The students, sitting in a classroom cluttered with a variety of twisted and broken airplane parts, study the image. A few hands hesitantly go up.

“It looks like he overran the runway,” one student says.

“No,” Wall retorts, clearly ready for just that sort of response. “Describe factually what you are seeing, and leave your opinions at home. Your job is to gather the facts—the National Transportation Safety Board members make the interpretations.”

The rest of the hands go down. Wall helps them out: “The right side of the forward fuselage has compression buckling. The props are not feathered. There is substantial deformation with crushing. And see these people walking around? Have they touched anything? You now have a contaminated investigative area.” For this group of 33 aspiring air crash investigators, school has begun.
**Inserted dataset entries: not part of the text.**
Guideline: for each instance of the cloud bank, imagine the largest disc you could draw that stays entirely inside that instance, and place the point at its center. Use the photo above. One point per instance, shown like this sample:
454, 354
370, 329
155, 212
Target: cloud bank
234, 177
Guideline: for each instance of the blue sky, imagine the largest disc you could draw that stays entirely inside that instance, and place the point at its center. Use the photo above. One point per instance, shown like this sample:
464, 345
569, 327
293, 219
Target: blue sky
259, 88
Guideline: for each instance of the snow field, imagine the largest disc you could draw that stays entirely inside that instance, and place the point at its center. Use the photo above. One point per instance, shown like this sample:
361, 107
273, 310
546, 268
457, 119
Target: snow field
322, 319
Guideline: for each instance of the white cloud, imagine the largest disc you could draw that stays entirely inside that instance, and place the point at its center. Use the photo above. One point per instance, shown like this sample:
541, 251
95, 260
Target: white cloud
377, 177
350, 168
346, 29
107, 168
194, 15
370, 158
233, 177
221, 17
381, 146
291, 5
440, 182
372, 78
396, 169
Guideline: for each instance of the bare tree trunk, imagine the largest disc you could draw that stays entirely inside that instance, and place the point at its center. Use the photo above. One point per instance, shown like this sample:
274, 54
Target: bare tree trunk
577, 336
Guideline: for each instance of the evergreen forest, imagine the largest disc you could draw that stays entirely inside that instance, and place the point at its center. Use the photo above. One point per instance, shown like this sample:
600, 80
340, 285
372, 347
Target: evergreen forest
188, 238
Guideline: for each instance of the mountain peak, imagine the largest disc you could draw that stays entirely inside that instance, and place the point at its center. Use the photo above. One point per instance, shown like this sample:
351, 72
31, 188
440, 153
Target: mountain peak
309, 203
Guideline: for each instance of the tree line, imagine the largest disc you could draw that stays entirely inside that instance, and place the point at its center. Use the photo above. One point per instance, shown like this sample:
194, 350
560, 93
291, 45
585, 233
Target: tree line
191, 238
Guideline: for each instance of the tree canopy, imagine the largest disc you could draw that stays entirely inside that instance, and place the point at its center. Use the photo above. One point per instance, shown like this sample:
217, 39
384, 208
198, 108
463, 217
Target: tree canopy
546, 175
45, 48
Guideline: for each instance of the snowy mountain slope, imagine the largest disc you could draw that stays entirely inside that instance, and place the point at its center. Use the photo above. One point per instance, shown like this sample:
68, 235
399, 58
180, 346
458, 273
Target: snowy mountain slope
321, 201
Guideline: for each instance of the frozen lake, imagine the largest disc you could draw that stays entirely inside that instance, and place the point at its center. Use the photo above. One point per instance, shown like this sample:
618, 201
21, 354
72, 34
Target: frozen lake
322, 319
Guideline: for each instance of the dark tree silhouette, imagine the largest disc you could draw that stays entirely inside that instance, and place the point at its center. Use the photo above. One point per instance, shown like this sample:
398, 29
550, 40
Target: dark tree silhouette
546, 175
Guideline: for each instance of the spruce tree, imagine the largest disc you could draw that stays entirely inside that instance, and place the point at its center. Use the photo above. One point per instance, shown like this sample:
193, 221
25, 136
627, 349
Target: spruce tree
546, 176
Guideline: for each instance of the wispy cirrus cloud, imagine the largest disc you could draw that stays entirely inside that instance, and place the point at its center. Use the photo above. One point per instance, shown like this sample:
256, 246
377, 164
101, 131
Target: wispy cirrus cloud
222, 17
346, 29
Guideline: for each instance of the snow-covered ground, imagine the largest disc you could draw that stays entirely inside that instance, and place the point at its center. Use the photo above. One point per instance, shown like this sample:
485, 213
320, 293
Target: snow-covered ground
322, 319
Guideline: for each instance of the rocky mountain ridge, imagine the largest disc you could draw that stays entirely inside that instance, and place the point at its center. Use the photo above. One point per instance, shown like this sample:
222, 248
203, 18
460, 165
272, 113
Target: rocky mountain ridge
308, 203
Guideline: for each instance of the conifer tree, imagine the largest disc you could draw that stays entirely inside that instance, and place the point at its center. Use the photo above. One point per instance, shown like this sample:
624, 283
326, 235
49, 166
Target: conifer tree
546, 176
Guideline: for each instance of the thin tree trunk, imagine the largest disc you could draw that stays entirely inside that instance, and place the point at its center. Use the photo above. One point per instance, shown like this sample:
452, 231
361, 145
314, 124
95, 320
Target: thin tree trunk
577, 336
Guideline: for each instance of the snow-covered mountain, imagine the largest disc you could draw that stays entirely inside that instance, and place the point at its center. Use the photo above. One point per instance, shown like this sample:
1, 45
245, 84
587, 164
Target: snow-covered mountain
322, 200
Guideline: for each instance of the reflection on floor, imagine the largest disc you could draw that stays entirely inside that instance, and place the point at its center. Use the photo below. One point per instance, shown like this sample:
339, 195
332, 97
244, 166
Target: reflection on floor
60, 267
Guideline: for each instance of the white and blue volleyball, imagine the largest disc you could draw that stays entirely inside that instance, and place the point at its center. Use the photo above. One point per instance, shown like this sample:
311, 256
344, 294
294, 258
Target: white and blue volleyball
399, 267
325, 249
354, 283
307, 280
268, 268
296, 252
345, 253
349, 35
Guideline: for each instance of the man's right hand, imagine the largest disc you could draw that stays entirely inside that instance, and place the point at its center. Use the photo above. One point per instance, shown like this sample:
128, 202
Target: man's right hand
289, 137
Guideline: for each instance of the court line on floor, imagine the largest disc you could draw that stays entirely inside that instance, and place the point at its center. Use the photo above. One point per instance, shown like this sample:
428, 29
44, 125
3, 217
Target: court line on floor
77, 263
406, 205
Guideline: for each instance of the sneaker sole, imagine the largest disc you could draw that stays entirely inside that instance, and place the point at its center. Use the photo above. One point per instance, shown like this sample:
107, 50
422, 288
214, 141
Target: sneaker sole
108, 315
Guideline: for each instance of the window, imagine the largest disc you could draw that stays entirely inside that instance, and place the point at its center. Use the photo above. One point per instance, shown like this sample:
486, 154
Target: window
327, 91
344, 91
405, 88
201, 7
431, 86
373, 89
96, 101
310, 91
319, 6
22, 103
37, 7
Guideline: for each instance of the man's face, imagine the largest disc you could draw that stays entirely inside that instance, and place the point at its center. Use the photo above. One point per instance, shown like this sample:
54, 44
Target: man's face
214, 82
In a classroom tucked into the third floor of a boxy 1960s government building on the campus of the Federal Aviation Administration’s Mike Monroney Aeronautical Center in Oklahoma City, they are here to learn how to sort out the aftermath of aviation’s dark side. The class is offered to FAA investigators, airline and military aviation specialists, even new members of the NTSB—anyone who will be on a crash scene gathering evidence to turn over for the official NTSB review. During this six-and-a-half-day introductory course, which is conducted by the Transportation Safety Institute’s (TSI) Aviation Safety Division, the students will absorb lectures, view slides and videos, read radio transcripts, pass around failed engine parts and broken struts, and examine many cautionary case studies. Then, after five days of classroom work, they’ll break into teams and venture into the “boneyard,” a fenced compound containing the transported remains of a half-dozen real crashes that the students will investigate.
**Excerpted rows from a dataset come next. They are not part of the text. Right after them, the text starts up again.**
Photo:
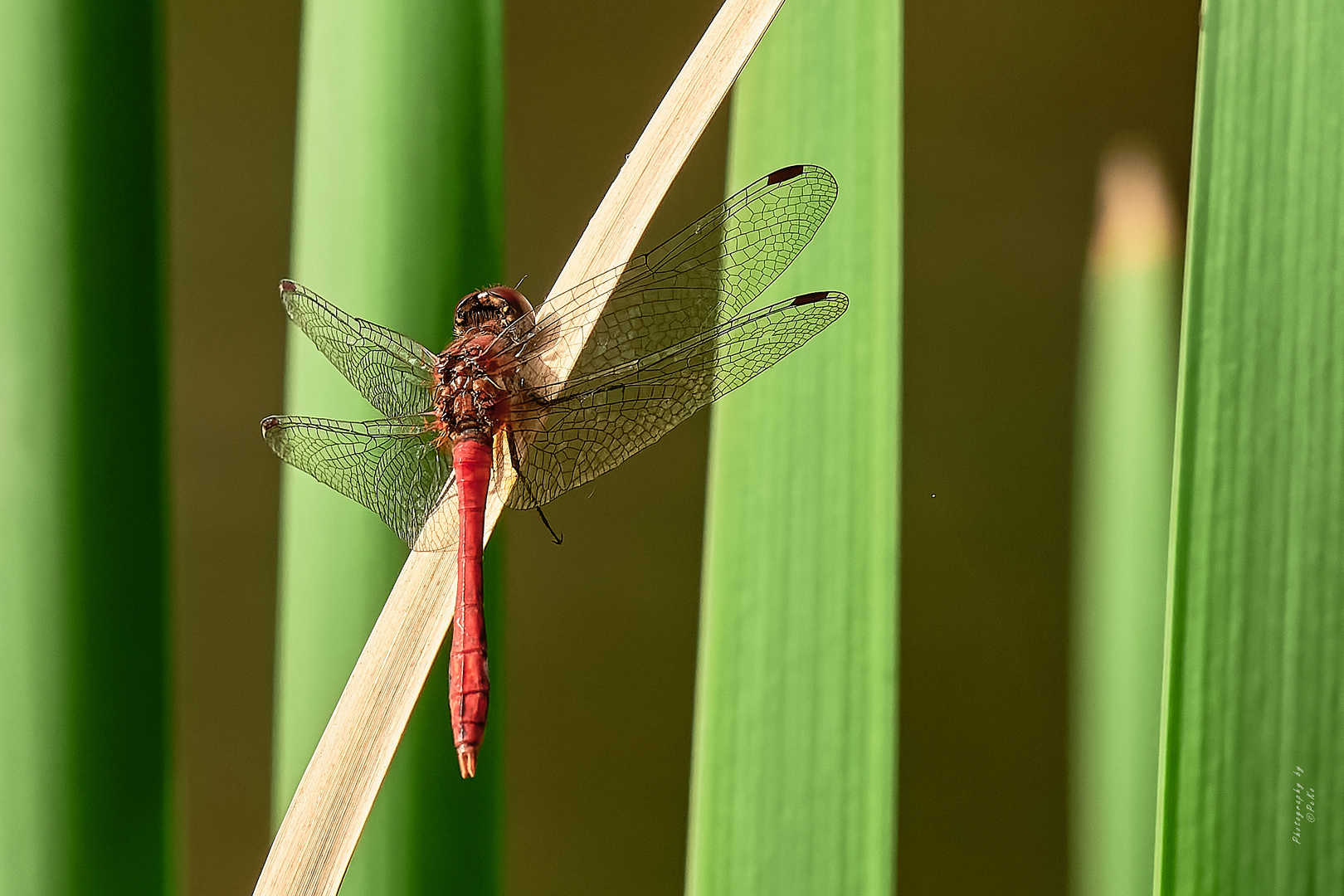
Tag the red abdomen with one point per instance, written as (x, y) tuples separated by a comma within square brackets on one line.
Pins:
[(468, 676)]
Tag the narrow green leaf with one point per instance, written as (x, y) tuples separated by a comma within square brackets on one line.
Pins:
[(398, 214), (84, 746), (795, 731), (1253, 766), (1127, 407)]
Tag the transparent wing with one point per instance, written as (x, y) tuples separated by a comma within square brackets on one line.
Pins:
[(600, 419), (390, 466), (699, 278), (392, 371)]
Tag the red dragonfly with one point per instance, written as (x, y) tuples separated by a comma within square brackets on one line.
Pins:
[(671, 338)]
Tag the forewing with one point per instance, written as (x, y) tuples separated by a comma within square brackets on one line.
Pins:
[(699, 278), (390, 466), (601, 419), (392, 371)]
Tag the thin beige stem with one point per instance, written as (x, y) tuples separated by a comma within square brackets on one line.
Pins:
[(323, 824)]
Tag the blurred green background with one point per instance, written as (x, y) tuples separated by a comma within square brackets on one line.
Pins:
[(1008, 109)]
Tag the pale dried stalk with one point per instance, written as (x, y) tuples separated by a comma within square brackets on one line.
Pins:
[(323, 824)]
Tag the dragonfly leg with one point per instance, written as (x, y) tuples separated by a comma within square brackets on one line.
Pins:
[(518, 468)]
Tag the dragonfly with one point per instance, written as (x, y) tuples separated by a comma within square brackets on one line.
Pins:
[(674, 334)]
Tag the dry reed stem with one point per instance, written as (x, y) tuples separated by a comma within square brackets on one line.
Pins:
[(323, 824)]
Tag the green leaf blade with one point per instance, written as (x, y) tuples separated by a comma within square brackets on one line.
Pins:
[(1253, 674), (795, 733)]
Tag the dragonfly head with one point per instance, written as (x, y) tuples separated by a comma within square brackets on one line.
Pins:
[(499, 304)]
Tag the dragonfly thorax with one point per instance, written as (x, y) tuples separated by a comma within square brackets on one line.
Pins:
[(475, 377)]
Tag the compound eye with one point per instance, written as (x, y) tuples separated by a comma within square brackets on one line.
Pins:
[(515, 299)]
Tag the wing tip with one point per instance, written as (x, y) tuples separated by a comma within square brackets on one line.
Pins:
[(808, 299), (784, 173)]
First, though, they have to learn the vocabulary. That’s what Wall, a retired NTSB accident investigator with more than a thousand investigations under his belt, is helping them do. When another image hits the screen a short while later—this time a single-engine Cessna—Wall asks the same question and gets a faster, better reply.

“The nose gear is collapsed, and both prop blades are bent,” the student says.

“Good. And what does that tell you?” Wall asks.